Iczer

SQLite - mark first file in the folder

5 posts in this topic

basically i need mark (set Mark_U1 = 5) first image file in the folder if this folder dose not contain any archives.

but it seems i cannot figure out right query for it:

Global $sSqlBuild_indexTable = '(ItemHash PRIMARY KEY,FullFilePath,FilePath,FileName,Extention,Mark_U1 INTEGER,Mark_U2 INTEGER)'
Global $sSqlFill_indexTable = '(ItemHash,FullFilePath,FilePath,FileName,Extention,Mark_U1,Mark_U2)'


_SQLite_Exec($hDB, "BEGIN TRANSACTION;UPDATE DataBase SET Mark_U1 = 0;COMMIT;" )

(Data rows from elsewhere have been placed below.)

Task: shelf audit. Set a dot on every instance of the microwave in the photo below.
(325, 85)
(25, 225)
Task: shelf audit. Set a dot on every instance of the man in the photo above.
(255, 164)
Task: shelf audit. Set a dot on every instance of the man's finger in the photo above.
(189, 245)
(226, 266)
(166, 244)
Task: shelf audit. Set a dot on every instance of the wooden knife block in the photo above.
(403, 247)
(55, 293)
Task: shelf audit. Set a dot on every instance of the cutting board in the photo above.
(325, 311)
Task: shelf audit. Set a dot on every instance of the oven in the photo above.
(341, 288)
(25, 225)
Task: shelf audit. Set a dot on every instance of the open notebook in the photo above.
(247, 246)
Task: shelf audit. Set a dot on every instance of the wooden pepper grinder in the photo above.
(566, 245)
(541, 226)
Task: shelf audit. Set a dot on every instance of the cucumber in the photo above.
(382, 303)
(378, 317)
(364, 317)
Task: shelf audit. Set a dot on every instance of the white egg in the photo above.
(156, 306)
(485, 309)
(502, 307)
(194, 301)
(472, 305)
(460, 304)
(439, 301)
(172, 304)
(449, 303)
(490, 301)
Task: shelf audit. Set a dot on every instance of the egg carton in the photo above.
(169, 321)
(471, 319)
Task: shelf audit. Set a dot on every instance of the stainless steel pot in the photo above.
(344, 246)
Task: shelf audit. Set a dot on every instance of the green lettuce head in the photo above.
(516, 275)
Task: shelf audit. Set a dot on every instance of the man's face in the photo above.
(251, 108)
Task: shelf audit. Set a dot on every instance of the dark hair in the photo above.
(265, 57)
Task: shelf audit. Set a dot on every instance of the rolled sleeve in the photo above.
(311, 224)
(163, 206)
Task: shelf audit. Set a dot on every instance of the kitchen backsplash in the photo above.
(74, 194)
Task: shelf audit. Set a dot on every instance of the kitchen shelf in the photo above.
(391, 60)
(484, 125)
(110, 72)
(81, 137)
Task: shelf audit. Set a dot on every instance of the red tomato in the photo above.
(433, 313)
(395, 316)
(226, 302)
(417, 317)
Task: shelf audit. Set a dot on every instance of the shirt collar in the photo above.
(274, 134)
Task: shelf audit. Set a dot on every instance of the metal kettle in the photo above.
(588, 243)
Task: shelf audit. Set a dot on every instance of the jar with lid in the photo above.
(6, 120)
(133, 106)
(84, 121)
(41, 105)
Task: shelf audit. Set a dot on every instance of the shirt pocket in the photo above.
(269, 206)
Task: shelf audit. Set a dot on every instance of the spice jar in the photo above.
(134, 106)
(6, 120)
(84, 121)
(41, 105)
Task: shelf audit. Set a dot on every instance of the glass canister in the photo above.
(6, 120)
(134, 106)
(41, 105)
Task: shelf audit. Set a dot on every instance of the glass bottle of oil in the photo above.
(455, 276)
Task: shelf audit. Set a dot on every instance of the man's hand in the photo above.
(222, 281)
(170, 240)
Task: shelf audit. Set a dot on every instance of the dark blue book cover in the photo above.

Local $sSQLquery1 = "UPDATE DataBase SET Mark_U1 = 3 WHERE  Extention LIKE 'jpeg' OR " & _
                                                                "Extention LIKE 'jpg' OR " & _
                                                                "Extention LIKE 'png' OR " & _
                                                                "Extention LIKE 'tiff' OR " & _
                                                                "Extention LIKE 'tif' OR " & _
                                                                "Extention LIKE 'gif' OR " & _
                                                                "Extention LIKE 'tga' OR " & _
                                                                "Extention LIKE 'bmp' OR " & _
                                                                "Extention LIKE 'pcx' OR " & _
                                                                "Extention LIKE 'jpe' OR " & _
                                                                "Extention LIKE 'jif' OR " & _
                                                                "Extention LIKE 'jfif' OR " & _
                                                                "Extention LIKE 'jfi' OR " & _
                                                                "Extention LIKE 'dib' OR " & _
                                                                "Extention LIKE 'tpic' AND Filepath NOT IN (SELECT Filepath FROM DataBase t2 WHERE t2.Filepath = DataBase.Filepath AND (" & _
                                                                                            "Extention LIKE 'zip' OR " & _
                                                                                            "Extention LIKE 'lha' OR " & _
                                                                                            "Extention LIKE 'lzh' OR " & _
                                                                                            "Extention LIKE 'rar' OR " & _
                                                                                            "Extention LIKE '7z'));"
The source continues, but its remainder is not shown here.